If you want to nuke an email account, selecting all and deleting everything is a good place to start.... but there's truly no guarantee that email you sent from it will never, ever completely go away. Why? Email is inherently not private—everyone who has ever contacted you, and everyone who you've ever contacted from an email account, has a piece of your email history in their inbox. Plus, even if you cannot access your data after deleting an email account, there is no way to know if a backup of everything you've ever sent is sitting on your email provider's server. There is no effective "Out, damn spot!" command to get rid of your email for once and for all.
Email is inherently not private.
Are fears about people taking over my webcam legitimate?
I always tell people to put a sticker over their laptop's camera when it isn't in use, but most people think I am paranoid when I start talking about it. If it sounds crazy to you, though, here's a cautionary tale: thousands of women across the world have been made to feel like they are prisoners of their computers by technologies that allow a hacker to take control of their machine without their knowledge. Some of these women, like the former Miss California, have even been subjected to blackmail by those who were able to infect their machines with remote access terminal. The criminals who targeted her took pictures of her while she was getting dressed, and tracked everything she did on her computer.
Are my pictures filled with information I can't see?

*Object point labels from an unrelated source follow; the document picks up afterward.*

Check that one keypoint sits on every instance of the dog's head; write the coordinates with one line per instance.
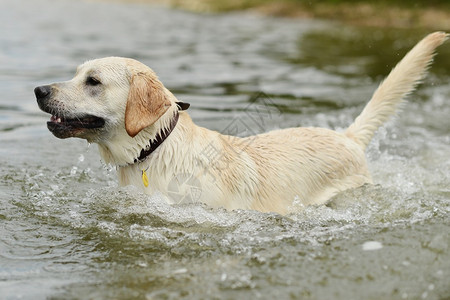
(105, 96)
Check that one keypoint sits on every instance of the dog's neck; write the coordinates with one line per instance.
(125, 151)
(161, 135)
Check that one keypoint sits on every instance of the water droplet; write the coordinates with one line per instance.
(372, 245)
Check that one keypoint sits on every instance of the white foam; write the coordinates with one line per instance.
(372, 245)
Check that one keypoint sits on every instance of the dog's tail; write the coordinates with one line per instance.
(400, 82)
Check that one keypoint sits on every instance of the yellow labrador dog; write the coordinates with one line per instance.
(141, 128)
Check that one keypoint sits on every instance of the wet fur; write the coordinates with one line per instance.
(265, 172)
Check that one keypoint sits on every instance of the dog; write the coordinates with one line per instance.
(142, 129)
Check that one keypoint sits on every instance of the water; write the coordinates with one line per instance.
(69, 232)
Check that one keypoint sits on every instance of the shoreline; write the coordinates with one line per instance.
(359, 13)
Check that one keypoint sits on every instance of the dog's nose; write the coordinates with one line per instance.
(42, 91)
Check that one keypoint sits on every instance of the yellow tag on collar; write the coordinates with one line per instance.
(144, 178)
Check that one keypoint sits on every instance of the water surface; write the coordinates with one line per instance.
(69, 232)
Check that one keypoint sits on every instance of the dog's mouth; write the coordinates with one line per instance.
(63, 127)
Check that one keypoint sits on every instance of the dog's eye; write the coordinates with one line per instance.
(92, 81)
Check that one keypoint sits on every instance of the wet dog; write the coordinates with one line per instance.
(142, 128)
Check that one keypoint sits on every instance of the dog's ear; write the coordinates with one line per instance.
(146, 103)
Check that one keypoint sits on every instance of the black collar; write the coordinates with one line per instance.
(162, 135)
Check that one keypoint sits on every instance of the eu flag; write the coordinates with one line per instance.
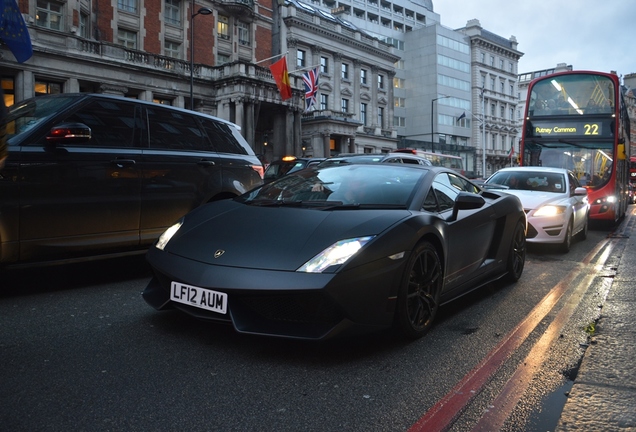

Digital images taken from phones and cameras include EXIF data, which can contain sensitive information about your exact location. Apps like Facebook, Instagram, and Twitter scrub this data from your photos, but if you're sending something directly from your device (even a selfie!), be sure to explore your device's privacy settings and turn off location sharing in your EXIF data to prevent this info from being shared. This may not seem that important if your lover has been to your place and knows where you live, but it could be the difference between a peaceful evening and trouble showing up on your doorstep.
Final words of wisdom?
If you're dealing with a stalker, a vengeful ex, revenge porn, an abusive partner, or online threats, one of the first resources you should turn to is Violet Blue's Smart Girls' Guide to Privacy. In addition to giving invaluable advice for cleaning up your Google results and serving takedown notices to get images removed, her book takes on the challenge of helping anyone work through the emotional experience of having their trust and privacy breached.